Çevrimdışı Daarlan Gardan

  • ***
  • 722
  • Rom: -1
  • to hell with gatech
    • Profili Görüntüle
İnsanlar ve Kaldırımlar. Avareler ve Yollar.
« : 19 Aralık 2012, 21:51:45 »
             ''Çünkü dünyanın ötesindeki karanlığı kontrol eden şey, bizim dünyayı görüş biçimimizdi. Karanlığın bu tarafa boşalıp bizi boğmasına engel oluyordu. Sanırım hepimiz bunu bilincimizin derinliklerinde hissediyorduk.''

                                                                         Stephen King, N.



Yalnız insanlar o güzel ve temiz kaldırımlarda yürümezler.
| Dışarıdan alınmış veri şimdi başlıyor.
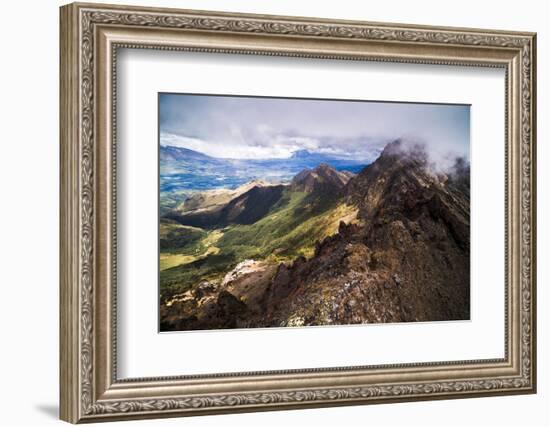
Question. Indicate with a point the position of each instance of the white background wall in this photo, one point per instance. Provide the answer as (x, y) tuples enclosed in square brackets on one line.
[(29, 171)]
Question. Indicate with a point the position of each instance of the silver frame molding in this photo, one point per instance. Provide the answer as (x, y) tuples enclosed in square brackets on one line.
[(90, 37)]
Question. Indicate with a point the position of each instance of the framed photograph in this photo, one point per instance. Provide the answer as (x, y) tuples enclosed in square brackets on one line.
[(266, 212)]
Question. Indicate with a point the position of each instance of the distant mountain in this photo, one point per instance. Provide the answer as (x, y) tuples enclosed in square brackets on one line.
[(322, 179), (178, 154), (393, 246), (182, 169), (218, 208), (406, 259)]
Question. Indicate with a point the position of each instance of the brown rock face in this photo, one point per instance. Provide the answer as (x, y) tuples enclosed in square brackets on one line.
[(322, 179)]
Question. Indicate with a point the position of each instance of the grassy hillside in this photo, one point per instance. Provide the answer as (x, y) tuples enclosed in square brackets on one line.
[(289, 230)]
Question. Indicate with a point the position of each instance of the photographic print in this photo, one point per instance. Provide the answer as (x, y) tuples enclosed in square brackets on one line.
[(289, 212)]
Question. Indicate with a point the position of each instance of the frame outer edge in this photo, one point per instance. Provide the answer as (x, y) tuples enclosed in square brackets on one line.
[(69, 354)]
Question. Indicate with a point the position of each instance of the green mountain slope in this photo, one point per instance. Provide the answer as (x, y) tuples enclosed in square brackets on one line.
[(289, 230)]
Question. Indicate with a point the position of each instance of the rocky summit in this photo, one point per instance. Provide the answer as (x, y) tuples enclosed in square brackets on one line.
[(392, 244)]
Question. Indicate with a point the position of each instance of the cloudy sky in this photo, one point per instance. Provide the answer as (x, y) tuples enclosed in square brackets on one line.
[(252, 127)]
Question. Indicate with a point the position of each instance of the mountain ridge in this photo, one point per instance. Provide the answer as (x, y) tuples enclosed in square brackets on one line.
[(403, 255)]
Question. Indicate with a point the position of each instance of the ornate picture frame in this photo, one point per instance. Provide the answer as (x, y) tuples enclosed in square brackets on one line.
[(90, 37)]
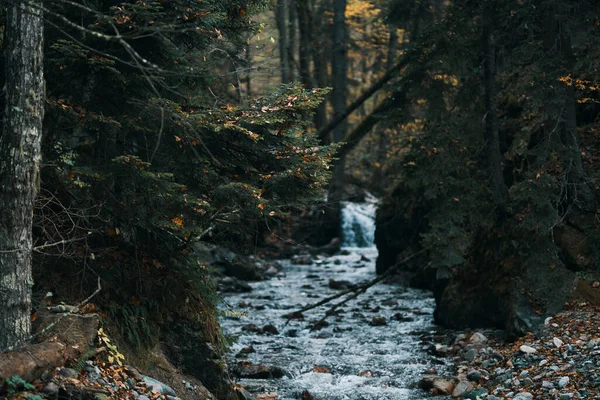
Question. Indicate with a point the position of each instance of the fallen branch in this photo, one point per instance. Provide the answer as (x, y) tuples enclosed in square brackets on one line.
[(356, 291), (73, 311)]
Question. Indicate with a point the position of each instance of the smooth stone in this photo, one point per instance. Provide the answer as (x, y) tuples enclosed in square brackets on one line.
[(564, 381), (523, 396), (527, 349), (470, 355)]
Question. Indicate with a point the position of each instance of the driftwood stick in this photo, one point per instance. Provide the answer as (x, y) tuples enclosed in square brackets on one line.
[(73, 311), (364, 287), (358, 290)]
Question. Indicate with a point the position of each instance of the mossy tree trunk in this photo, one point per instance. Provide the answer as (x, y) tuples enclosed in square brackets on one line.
[(20, 155)]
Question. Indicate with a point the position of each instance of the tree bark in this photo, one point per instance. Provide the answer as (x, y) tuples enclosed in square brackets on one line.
[(319, 53), (281, 13), (340, 72), (305, 26), (492, 139), (20, 155), (292, 40)]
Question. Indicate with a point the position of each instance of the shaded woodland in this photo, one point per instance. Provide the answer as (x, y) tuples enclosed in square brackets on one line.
[(165, 126)]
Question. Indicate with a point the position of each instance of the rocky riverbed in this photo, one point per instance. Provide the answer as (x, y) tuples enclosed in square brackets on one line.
[(376, 346), (560, 361)]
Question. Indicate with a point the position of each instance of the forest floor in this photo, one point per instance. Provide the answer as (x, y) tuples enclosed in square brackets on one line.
[(561, 361)]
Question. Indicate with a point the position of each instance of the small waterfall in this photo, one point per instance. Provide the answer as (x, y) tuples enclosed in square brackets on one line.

Asfalt ve arabaların benzin kokularını içlerine çekmek isterler ve bu yüzden yolda yürürler. Yolda yürümelerinin bir başka nedeni de kaybedecek çok fazla şeyleri olmaması olabilir. Evet, durum bundan ibarettir. İnsanlar ve kaldırımlar. Avareler ve yollar.



2 Aralık 2012

Hava çok soğuk. Aralık ayına özgü soğuklardan. Büyüklerimizin ''kar yağsa… hiç değilse yağmur yağsa sıcaklık biraz yükselir,'' dediği soğuklardan. Öyle ki, bu sert soğukta eldivenlerimle koruduğum parmakların kızardığını hissedebiliyorum. Acıyorlar. Şehrin en sakin ve güzel sokaklarından birinde yürüyorum. Bu gece de onunla sevgiliyim. Lâkin bu ilişkimiz en fazla iki saat sürecek ve onu yatağımla aldatacağım. Dilime bir şarkı dolandı. Acaba çiğnediğim sakızla birlikte mi geldi? Namussuz tükürsem gitmiyor! İçime, bir parazite özenmiş de yayılıyor. Bilmem kaçıncı kez yürüdüğüm bu yolda, sayısız kez yapılan kaldırım çalışmalarından birine denk geliyorum. Yalnız insanlar kaldırımlarda yürümez demiştim. Yalnız olmayan insanlar yürüyor o vakit. Hiç kimse mi yalnız değil arkadaş? Ne çabuk eskiyor bu kaldırımlar?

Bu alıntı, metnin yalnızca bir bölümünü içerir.